Job protection as a geopolitical advantage
The Chinese courts’ decision can be seen as a form of labor protection but also as part of a broader strategy. China needs to adopt AI at scale without triggering social crisis due to technological unemployment. Its young population has already faced significant labor tensions, and haphazard automation could worsen these issues.
The emerging approach is different: allow companies to incorporate AI, but prevent every productivity gain from immediately translating into layoffs. This can help maintain internal stability while pushing companies to compete through volume, quality, and exports.

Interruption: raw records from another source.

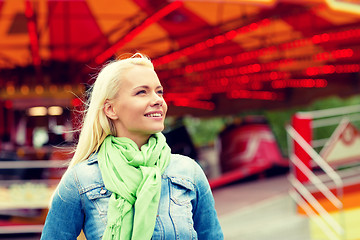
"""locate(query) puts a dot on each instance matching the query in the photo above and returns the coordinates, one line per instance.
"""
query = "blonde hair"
(96, 125)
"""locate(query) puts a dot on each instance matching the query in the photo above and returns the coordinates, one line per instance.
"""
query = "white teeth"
(154, 115)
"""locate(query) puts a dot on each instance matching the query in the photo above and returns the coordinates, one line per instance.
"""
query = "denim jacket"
(186, 208)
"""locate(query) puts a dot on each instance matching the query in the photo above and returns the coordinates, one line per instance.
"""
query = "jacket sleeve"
(206, 222)
(65, 217)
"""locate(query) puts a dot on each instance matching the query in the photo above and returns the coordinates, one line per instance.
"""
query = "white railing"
(333, 228)
(328, 224)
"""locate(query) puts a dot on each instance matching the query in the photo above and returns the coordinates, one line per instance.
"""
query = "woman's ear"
(109, 110)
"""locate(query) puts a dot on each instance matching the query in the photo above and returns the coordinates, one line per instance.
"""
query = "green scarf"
(134, 178)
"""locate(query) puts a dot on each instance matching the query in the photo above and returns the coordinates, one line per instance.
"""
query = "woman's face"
(139, 108)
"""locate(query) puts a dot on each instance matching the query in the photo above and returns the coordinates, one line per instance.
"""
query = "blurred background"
(263, 94)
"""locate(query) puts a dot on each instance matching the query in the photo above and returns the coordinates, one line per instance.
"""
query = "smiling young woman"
(123, 182)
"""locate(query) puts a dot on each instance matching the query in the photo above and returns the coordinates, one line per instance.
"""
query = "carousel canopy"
(213, 57)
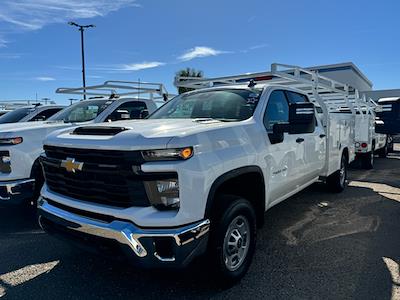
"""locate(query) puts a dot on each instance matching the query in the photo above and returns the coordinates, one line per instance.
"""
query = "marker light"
(168, 154)
(11, 141)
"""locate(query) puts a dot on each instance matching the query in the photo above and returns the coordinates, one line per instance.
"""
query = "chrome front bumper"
(186, 242)
(16, 191)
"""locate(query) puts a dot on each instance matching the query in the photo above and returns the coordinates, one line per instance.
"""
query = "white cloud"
(44, 78)
(200, 52)
(258, 46)
(141, 66)
(35, 14)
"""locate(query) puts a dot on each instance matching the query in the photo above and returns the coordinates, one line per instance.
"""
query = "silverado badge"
(71, 165)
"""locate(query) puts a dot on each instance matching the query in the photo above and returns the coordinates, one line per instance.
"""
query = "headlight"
(168, 154)
(11, 141)
(5, 162)
(163, 194)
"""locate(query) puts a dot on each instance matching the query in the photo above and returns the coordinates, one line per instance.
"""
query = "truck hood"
(138, 134)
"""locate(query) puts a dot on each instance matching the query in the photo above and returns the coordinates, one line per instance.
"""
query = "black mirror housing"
(301, 118)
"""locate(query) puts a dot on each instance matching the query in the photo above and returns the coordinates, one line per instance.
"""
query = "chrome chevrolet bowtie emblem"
(71, 165)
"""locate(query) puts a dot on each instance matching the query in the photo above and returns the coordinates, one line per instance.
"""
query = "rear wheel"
(232, 239)
(338, 180)
(383, 152)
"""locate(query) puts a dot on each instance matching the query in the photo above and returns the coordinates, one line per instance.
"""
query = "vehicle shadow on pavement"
(314, 245)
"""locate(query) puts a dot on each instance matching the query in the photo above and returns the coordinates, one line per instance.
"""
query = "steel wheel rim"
(236, 243)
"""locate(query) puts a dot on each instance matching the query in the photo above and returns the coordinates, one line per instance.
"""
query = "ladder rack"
(14, 104)
(114, 89)
(331, 95)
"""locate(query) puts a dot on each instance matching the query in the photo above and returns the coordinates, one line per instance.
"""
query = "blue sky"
(152, 39)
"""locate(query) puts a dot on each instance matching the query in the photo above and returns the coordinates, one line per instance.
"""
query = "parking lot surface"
(314, 245)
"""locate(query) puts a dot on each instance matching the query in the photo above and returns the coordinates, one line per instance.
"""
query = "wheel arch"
(252, 178)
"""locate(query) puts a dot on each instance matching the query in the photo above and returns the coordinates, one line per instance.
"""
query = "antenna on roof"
(138, 89)
(252, 83)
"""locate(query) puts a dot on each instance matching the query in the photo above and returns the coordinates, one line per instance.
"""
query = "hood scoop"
(98, 130)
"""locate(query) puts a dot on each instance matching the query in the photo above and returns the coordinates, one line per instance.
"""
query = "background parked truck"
(21, 176)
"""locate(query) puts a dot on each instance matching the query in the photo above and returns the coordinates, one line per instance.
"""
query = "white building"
(350, 74)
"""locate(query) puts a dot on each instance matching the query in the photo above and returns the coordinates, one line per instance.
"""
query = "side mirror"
(301, 118)
(278, 131)
(144, 114)
(39, 118)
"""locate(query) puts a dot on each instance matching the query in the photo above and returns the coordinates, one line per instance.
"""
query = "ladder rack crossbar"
(118, 88)
(320, 89)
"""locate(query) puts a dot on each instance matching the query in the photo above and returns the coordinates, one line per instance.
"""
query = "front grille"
(98, 130)
(106, 176)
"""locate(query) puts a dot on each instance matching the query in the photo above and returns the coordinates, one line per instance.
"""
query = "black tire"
(367, 160)
(383, 152)
(231, 211)
(337, 181)
(37, 174)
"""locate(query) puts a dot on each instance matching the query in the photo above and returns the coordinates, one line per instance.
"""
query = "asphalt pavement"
(315, 245)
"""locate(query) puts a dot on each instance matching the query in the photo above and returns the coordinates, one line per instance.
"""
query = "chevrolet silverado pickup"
(197, 176)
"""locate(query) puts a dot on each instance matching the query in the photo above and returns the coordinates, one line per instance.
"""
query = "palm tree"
(188, 72)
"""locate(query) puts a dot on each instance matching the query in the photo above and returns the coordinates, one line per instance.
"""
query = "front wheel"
(338, 180)
(232, 239)
(367, 160)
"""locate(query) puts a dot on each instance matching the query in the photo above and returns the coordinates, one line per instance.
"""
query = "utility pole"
(71, 100)
(82, 29)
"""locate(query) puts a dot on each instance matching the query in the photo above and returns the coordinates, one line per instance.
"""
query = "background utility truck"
(198, 175)
(21, 176)
(367, 141)
(30, 113)
(388, 119)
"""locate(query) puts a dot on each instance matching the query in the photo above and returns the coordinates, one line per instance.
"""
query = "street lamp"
(45, 100)
(71, 100)
(82, 29)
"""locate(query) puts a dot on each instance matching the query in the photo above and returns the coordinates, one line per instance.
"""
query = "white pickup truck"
(198, 175)
(30, 113)
(21, 176)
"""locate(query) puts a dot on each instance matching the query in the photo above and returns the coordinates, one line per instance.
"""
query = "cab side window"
(277, 111)
(129, 110)
(294, 97)
(45, 114)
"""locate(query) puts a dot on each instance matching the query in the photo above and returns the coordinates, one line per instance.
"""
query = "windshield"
(16, 115)
(82, 111)
(224, 105)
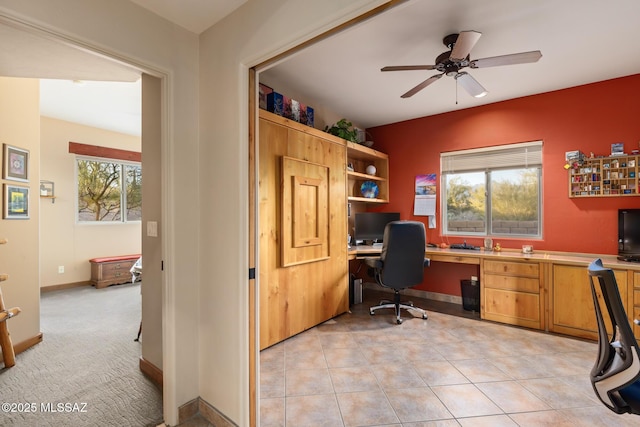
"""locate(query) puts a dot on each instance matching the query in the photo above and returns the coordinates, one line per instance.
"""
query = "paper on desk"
(425, 195)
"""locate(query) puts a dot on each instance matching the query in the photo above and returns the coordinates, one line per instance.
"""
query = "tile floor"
(362, 370)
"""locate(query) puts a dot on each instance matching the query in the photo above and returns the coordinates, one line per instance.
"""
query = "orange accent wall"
(588, 118)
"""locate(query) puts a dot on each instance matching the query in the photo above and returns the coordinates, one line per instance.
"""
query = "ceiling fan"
(457, 58)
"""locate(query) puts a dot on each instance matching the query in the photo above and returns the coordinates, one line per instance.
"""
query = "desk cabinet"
(510, 293)
(571, 309)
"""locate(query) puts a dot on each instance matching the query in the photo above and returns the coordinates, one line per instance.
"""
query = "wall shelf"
(359, 157)
(614, 176)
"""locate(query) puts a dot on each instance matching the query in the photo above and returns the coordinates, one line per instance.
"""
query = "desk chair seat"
(401, 264)
(616, 374)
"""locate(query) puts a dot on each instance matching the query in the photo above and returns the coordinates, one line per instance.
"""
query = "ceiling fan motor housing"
(449, 67)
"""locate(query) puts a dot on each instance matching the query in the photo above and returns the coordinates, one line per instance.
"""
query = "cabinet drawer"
(524, 284)
(513, 307)
(524, 269)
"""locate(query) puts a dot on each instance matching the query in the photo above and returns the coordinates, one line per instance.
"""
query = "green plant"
(344, 129)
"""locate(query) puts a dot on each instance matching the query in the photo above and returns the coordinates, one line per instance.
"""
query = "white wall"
(255, 32)
(63, 242)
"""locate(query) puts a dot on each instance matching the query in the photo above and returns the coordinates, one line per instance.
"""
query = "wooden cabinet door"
(303, 269)
(571, 310)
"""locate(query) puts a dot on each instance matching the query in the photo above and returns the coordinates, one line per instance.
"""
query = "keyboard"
(464, 246)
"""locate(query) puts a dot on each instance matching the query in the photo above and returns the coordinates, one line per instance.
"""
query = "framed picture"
(16, 202)
(16, 164)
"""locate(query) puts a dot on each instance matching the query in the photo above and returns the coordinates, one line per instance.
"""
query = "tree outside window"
(103, 194)
(493, 191)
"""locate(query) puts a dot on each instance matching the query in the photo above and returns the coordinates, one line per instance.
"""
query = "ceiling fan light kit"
(457, 57)
(470, 84)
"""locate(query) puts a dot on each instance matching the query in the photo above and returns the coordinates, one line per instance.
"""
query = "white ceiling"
(194, 15)
(582, 41)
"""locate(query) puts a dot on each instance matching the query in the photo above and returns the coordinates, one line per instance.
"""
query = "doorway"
(80, 63)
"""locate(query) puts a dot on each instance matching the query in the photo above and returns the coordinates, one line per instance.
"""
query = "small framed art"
(16, 202)
(15, 164)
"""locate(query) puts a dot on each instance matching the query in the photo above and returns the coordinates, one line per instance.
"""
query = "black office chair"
(401, 263)
(616, 374)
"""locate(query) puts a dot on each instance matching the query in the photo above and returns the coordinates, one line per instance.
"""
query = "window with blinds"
(493, 191)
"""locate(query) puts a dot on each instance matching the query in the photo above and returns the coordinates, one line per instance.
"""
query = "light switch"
(152, 229)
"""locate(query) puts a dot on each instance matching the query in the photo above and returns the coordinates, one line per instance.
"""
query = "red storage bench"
(113, 270)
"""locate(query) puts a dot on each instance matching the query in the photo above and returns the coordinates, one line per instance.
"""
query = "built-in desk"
(363, 251)
(544, 290)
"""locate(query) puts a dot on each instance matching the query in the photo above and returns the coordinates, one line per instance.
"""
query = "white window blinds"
(522, 155)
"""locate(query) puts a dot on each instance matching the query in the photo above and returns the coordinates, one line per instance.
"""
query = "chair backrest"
(402, 254)
(617, 365)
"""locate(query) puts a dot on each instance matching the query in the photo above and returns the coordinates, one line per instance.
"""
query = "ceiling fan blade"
(408, 68)
(471, 85)
(463, 45)
(514, 58)
(421, 86)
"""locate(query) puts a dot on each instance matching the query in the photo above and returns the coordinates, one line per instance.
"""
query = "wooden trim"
(214, 416)
(104, 152)
(151, 371)
(64, 286)
(357, 20)
(198, 406)
(188, 410)
(253, 315)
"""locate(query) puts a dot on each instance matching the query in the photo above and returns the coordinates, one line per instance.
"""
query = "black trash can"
(470, 295)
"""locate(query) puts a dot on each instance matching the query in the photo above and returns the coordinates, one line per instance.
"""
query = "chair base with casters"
(397, 305)
(615, 377)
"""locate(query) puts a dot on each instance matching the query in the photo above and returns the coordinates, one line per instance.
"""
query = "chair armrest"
(373, 262)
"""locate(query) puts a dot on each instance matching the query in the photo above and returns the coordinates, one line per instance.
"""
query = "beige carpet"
(85, 372)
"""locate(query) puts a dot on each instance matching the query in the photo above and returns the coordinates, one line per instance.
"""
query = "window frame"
(123, 193)
(528, 155)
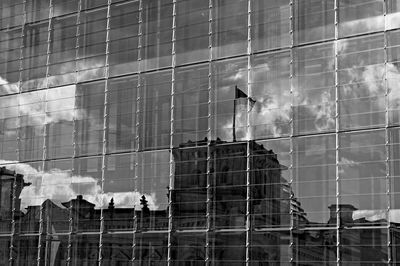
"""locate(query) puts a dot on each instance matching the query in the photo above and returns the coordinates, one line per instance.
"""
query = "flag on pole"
(242, 109)
(240, 94)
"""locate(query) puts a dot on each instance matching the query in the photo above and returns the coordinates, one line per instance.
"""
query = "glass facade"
(199, 132)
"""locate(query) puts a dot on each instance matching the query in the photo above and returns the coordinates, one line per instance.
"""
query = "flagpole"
(234, 116)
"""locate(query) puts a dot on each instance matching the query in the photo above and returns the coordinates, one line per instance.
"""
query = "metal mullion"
(387, 137)
(292, 130)
(209, 216)
(105, 121)
(44, 148)
(171, 159)
(249, 138)
(21, 47)
(337, 130)
(74, 133)
(138, 99)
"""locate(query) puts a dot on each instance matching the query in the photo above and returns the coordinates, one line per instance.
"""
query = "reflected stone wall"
(199, 132)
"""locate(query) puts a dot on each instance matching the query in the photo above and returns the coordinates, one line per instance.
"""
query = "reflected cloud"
(7, 88)
(61, 186)
(376, 215)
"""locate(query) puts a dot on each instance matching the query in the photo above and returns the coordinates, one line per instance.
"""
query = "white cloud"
(61, 186)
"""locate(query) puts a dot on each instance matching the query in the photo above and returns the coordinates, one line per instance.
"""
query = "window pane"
(229, 27)
(314, 20)
(192, 31)
(270, 24)
(155, 110)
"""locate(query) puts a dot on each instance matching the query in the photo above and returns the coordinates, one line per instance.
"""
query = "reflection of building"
(223, 178)
(310, 247)
(11, 185)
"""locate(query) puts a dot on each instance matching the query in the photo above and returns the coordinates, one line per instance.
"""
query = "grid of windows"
(199, 132)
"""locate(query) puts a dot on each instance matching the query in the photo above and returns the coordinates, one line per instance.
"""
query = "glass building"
(199, 132)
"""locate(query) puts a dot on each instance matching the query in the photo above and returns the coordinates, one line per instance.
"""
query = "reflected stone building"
(199, 132)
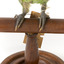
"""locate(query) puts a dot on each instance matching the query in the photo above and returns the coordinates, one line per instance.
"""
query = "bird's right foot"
(19, 21)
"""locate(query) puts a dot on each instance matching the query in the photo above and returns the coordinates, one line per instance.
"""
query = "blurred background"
(13, 42)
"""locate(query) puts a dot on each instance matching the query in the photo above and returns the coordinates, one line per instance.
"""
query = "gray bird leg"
(20, 18)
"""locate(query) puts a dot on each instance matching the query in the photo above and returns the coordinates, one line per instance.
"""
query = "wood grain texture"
(31, 25)
(44, 58)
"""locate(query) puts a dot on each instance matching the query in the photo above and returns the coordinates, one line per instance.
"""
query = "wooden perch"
(31, 25)
(39, 39)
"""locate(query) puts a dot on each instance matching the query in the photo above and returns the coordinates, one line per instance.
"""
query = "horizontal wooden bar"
(31, 25)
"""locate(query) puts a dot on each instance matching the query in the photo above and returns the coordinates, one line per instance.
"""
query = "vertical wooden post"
(31, 52)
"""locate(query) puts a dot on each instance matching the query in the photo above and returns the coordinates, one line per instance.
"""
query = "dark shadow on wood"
(31, 25)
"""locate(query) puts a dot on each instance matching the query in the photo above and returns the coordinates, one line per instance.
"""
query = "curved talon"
(19, 21)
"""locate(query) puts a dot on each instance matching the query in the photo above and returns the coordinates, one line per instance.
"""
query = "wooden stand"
(32, 55)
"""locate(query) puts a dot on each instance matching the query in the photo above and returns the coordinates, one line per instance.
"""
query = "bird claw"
(19, 21)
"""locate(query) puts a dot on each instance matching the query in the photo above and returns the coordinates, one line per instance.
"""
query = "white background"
(12, 42)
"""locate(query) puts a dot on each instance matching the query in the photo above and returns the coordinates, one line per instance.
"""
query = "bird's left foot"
(43, 18)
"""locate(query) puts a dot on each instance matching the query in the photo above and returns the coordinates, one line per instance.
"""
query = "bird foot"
(19, 21)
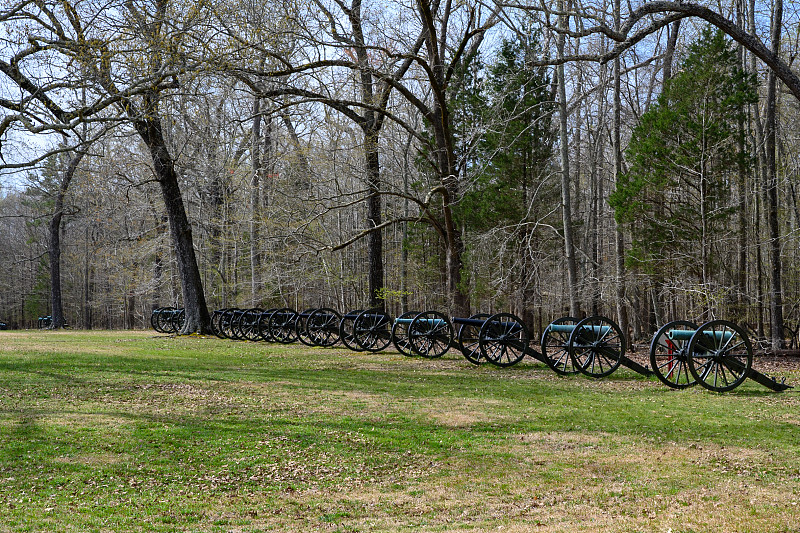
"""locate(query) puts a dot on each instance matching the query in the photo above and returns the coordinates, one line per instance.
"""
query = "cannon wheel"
(503, 339)
(301, 327)
(469, 340)
(596, 346)
(669, 358)
(346, 330)
(263, 324)
(281, 325)
(400, 334)
(164, 320)
(323, 326)
(236, 325)
(430, 334)
(216, 323)
(153, 319)
(720, 355)
(248, 324)
(371, 330)
(555, 348)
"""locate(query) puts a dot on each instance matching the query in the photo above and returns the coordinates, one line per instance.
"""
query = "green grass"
(132, 431)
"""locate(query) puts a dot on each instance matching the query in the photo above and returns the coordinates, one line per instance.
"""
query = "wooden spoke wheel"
(323, 326)
(503, 339)
(669, 354)
(555, 346)
(281, 325)
(300, 327)
(372, 330)
(721, 355)
(596, 346)
(346, 332)
(430, 334)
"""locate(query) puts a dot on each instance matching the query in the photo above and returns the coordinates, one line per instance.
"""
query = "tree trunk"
(375, 241)
(54, 245)
(776, 295)
(622, 313)
(566, 202)
(255, 203)
(194, 302)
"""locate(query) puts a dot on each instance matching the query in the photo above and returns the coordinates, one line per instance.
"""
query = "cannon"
(717, 355)
(281, 325)
(322, 326)
(372, 330)
(399, 333)
(502, 338)
(595, 345)
(346, 330)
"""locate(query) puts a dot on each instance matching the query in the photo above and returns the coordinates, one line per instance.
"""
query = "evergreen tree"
(684, 160)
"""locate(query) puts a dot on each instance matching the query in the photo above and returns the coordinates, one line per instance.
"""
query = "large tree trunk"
(194, 301)
(255, 204)
(54, 245)
(375, 241)
(566, 201)
(622, 313)
(776, 295)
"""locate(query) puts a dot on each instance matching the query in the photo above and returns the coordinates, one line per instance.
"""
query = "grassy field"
(133, 431)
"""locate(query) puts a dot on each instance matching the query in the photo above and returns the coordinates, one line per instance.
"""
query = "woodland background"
(544, 158)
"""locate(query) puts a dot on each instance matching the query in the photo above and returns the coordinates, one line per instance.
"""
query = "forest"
(572, 157)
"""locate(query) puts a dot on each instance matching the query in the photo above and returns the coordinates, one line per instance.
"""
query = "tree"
(683, 156)
(127, 58)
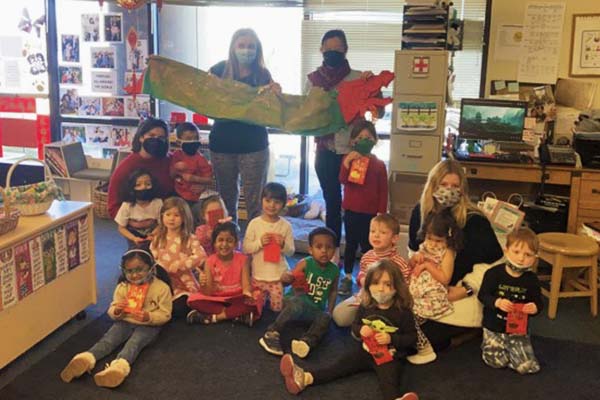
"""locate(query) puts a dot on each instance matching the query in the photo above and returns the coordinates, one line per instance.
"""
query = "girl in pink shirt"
(178, 251)
(226, 291)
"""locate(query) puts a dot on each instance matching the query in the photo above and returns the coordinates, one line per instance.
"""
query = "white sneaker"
(79, 365)
(114, 374)
(424, 356)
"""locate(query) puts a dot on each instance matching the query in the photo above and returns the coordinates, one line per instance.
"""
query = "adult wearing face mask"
(238, 148)
(149, 152)
(446, 188)
(332, 148)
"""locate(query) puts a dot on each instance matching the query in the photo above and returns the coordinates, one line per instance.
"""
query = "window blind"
(374, 31)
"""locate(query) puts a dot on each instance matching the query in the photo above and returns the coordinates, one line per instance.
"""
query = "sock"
(308, 379)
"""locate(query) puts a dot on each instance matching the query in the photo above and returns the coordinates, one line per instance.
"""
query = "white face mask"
(383, 298)
(517, 267)
(447, 197)
(245, 56)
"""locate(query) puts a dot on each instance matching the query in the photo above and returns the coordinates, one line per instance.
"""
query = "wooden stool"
(570, 253)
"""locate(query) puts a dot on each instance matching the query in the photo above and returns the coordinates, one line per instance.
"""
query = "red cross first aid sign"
(421, 65)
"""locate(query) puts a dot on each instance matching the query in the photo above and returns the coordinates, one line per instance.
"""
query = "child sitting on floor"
(511, 291)
(212, 211)
(321, 275)
(225, 283)
(385, 324)
(141, 306)
(139, 213)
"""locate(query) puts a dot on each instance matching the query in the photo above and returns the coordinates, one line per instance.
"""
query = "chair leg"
(555, 282)
(594, 286)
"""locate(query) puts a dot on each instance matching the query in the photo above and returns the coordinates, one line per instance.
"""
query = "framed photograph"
(69, 48)
(103, 57)
(113, 27)
(585, 46)
(70, 75)
(90, 27)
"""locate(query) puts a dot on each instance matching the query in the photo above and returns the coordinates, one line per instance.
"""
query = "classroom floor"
(573, 321)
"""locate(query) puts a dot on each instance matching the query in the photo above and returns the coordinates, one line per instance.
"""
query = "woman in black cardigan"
(446, 187)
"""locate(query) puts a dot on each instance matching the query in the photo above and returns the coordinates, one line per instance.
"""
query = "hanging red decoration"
(131, 4)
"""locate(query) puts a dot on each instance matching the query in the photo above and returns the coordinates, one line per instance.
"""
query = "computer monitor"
(486, 119)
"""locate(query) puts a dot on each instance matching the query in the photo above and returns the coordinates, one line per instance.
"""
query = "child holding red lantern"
(364, 177)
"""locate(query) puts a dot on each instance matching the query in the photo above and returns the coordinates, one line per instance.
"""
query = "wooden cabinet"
(582, 186)
(48, 275)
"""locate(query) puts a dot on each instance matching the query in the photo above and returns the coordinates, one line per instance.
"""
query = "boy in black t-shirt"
(508, 290)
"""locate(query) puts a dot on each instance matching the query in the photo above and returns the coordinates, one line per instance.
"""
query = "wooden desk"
(582, 185)
(47, 273)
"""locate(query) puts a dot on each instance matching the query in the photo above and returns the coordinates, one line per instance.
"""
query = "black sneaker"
(270, 342)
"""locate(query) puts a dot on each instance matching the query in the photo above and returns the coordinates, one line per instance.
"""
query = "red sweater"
(370, 197)
(158, 167)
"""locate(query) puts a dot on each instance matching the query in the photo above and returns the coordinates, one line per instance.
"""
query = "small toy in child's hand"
(299, 281)
(516, 320)
(272, 251)
(380, 352)
(214, 217)
(358, 170)
(135, 297)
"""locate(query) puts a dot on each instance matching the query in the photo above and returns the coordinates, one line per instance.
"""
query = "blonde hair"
(187, 225)
(437, 173)
(402, 298)
(232, 66)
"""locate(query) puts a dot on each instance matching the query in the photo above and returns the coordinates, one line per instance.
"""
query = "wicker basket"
(100, 201)
(34, 208)
(9, 218)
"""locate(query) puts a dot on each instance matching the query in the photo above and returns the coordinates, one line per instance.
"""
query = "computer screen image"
(484, 119)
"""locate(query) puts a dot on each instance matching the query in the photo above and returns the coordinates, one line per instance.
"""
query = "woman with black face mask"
(149, 151)
(238, 149)
(332, 148)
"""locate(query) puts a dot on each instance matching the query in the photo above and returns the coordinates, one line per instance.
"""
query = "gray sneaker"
(345, 287)
(270, 342)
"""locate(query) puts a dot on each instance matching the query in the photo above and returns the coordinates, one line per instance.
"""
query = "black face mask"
(333, 58)
(156, 147)
(144, 194)
(190, 148)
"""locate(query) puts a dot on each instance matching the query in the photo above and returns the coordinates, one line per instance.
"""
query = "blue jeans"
(296, 309)
(135, 337)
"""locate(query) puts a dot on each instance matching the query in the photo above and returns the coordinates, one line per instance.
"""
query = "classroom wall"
(513, 12)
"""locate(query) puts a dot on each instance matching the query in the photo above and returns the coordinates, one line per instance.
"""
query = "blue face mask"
(245, 56)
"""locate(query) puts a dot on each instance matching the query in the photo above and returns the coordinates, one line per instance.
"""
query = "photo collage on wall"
(29, 265)
(103, 57)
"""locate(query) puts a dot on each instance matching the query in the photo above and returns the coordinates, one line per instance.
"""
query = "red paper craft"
(516, 321)
(136, 296)
(214, 216)
(272, 252)
(358, 170)
(359, 96)
(380, 352)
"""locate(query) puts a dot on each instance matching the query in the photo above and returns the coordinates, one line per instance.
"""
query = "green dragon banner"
(315, 114)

For Western tech companies, the lesson is clear. AI will not develop in a vacuum. Each country will integrate it based on its productive structure, labor market, and industrial policy. In the US, it may accelerate cost reductions and office automation. In Europe, regulation, labor negotiations, and sectoral protections may shape its deployment. In China, it can be a tool to produce more without upsetting social balance.
The risk is a three-speed AI: an American AI focused on software and corporate productivity, a more regulated and cautious European AI, and a Chinese AI embedded in manufacturing, logistics, and exports. If that scenario materializes, the economic impact will be asymmetric.
China has not outright banned AI-driven layoffs, but the judicial signals are already shifting incentives. When the second largest economy in the world nudges in that direction, the rest of the planet takes notice. The question is not only whether AI will displace jobs but also whether efforts to protect employment might drive the system to produce more than the market and planet can sustain.
Frequently Asked Questions
Has China banned layoffs due to AI?
Not entirely. What is known are judicial decisions that limit using AI as an automatic justification for dismissals without sufficient legal cause.
Why can this affect global industry?
Because if companies keep labor and increase productivity with AI, they can produce more, lower prices, and boost exports, pressuring competitors worldwide.
Does AI always lead to overproduction?
No. It can improve efficiency without increasing volume. The risk arises when firms leverage that efficiency to gain market share by producing more in markets that are not growing as fast.
What should European companies watch out for?
The combination of AI, China’s industrial scale, low costs, government support, and export pressure. Addressing this challenge requires more than regulation; it also involves investment, automation, competitive energy, and industrial strategy.